12. La commission relève en outre avec intérêt la popularité croissante des grandes expositions d’art et des émissions télévisées sur les voyages, qui rendent plus facile et plus satisfaisant l’accès du public aux événements culturels.
13. Nous prenons acte, en particulier, des améliorations que les nouvelles techniques ont apportées au tourisme et notamment à la qualité du tourisme culturel, en rendant moins dérangeantes les visites guidées d’expositions ou en facilitant l’élaboration de matériels multilingues, par exemple. Dans ce contexte, nous continuons à déplorer la discrimination dont sont victimes les guides touristiques étrangers.
14. Les gouvernements devraient fournir des conseils, une assistance ou un soutien financier (par le biais de subventions ou d’incitations fiscales) à cette fin, comme c’est déjà le cas dans plusieurs Etats membres du Conseil de l’Europe. De manière générale, une coopération plus étroite est nécessaire entre toutes les parties prenantes.
15. Il faut, toutefois, reconnaître que le tourisme culturel peut être en soi un moyen viable de soutenir les économies locales en sauvegardant les traditions culturelles, l’artisanat et les activités locales qui risqueraient autrement de disparaître. Baroness Hooper prépare actuellement un rapport sur les métiers anciens et traditionnels. Il importe d’insister sur la qualité et l’authenticité, et d’éviter la promotion artificielle des arts populaires (nombre de produits touristiques bon marché vendus dans toute l’Europe sont estampillés «Fabriqué en Chine»).

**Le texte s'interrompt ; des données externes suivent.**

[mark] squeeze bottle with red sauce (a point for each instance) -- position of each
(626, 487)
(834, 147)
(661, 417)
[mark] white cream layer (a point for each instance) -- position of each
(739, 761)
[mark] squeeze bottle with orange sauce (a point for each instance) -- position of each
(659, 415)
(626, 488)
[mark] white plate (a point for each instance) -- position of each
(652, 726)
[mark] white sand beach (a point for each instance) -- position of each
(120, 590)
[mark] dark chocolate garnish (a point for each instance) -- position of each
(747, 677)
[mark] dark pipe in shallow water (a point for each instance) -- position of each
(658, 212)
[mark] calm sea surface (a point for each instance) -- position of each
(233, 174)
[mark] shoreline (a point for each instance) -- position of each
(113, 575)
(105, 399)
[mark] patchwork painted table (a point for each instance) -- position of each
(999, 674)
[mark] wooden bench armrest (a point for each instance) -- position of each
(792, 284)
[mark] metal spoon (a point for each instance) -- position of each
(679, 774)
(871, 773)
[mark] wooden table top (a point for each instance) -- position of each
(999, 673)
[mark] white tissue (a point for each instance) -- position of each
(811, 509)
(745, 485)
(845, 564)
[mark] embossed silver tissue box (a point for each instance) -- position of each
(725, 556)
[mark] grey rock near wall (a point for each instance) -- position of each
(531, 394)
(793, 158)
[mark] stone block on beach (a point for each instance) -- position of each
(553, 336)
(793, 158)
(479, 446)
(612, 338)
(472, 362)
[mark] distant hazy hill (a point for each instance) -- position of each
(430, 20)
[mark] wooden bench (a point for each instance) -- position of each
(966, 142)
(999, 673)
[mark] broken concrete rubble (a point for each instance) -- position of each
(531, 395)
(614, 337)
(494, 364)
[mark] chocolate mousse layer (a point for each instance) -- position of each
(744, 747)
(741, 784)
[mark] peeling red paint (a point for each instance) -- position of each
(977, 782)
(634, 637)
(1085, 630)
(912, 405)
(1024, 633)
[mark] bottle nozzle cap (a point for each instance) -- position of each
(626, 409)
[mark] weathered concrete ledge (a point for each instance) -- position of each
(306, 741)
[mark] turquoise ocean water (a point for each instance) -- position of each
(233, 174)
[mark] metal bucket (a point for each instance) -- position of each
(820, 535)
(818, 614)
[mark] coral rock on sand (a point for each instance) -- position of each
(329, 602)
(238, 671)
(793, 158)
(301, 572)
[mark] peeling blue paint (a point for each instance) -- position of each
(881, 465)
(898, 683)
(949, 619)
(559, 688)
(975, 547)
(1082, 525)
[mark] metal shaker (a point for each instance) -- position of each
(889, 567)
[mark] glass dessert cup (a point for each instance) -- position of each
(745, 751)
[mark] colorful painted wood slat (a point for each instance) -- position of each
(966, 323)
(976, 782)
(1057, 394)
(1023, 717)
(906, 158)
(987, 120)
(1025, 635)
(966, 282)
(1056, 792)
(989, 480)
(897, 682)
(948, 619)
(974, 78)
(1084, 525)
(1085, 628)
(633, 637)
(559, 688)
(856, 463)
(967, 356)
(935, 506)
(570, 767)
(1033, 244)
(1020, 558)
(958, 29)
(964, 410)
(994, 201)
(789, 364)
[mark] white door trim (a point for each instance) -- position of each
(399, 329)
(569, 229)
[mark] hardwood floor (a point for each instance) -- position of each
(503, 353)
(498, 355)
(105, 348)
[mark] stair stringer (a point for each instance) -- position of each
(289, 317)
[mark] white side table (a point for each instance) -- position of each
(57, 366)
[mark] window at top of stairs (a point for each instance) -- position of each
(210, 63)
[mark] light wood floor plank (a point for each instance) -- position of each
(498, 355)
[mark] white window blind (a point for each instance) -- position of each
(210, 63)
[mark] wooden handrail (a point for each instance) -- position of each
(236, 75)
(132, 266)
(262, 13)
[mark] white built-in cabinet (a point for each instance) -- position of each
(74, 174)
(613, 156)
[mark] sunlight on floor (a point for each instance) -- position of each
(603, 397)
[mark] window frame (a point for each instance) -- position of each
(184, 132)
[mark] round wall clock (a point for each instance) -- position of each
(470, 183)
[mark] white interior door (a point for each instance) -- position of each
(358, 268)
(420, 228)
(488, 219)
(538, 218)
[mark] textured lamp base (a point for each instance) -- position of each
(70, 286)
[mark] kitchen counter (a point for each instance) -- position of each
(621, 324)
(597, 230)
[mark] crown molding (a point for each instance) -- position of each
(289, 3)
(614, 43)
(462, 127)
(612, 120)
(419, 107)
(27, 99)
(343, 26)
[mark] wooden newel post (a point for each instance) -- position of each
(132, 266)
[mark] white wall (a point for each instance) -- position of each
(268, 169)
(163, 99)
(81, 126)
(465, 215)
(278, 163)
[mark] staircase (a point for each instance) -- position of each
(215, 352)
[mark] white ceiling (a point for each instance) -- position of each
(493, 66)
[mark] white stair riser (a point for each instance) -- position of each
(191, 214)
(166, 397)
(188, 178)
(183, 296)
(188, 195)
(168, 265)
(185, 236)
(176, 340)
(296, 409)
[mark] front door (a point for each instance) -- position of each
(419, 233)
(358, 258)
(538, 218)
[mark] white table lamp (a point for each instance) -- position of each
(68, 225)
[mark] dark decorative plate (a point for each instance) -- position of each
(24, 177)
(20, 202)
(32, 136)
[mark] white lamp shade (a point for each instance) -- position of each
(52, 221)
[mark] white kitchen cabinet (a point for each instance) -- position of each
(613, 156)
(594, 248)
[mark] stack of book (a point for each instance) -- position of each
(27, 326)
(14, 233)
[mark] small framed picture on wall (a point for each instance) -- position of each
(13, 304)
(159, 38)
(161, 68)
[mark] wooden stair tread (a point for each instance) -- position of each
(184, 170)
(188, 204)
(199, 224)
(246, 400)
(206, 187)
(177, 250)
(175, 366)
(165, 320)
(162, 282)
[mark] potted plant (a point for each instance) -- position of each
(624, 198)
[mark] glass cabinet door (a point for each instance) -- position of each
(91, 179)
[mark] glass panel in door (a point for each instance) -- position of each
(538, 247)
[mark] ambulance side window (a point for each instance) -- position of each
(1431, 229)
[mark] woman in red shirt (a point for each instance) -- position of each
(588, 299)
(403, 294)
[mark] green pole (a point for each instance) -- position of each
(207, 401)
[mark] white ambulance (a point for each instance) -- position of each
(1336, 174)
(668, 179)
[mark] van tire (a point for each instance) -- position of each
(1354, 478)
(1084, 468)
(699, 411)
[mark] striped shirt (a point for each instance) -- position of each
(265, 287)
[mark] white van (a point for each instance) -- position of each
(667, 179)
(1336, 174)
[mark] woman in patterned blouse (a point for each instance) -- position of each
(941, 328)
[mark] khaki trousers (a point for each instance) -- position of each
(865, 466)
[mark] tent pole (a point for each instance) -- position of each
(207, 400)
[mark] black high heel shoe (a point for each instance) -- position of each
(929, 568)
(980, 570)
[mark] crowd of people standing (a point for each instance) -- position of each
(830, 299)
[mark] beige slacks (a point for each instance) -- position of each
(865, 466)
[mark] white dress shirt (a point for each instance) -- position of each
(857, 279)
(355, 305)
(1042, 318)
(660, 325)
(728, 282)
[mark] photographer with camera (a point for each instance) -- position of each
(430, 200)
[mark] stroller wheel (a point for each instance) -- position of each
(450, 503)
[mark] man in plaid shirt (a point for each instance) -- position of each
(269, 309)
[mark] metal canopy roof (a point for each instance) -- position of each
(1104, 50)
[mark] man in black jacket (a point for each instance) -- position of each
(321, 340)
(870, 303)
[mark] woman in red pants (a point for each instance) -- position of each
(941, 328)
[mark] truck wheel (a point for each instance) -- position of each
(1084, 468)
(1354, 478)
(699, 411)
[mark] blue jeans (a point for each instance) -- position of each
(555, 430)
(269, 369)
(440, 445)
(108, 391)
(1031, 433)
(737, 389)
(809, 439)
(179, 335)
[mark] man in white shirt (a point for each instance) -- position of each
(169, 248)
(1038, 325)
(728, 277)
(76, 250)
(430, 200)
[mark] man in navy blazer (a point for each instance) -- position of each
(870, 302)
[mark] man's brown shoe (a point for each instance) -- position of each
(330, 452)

Commission chargée du rapport: commission des questions

économiques et du développement.

Commission saisie pour avis: commission de la culture, de la science et de l’éducation.

Renvoi en commission: Doc. 11069 et Renvoi no 3316 du 16 mars 2007 (modification du Renvoi no 3290 du 22 janvier 2007).

Avis approuvé par la commission le 17 avril 2008.

Voir 18e séance, 18 avril 2008 (adoption du projet de recommandation amendé); et Recommandation 1835.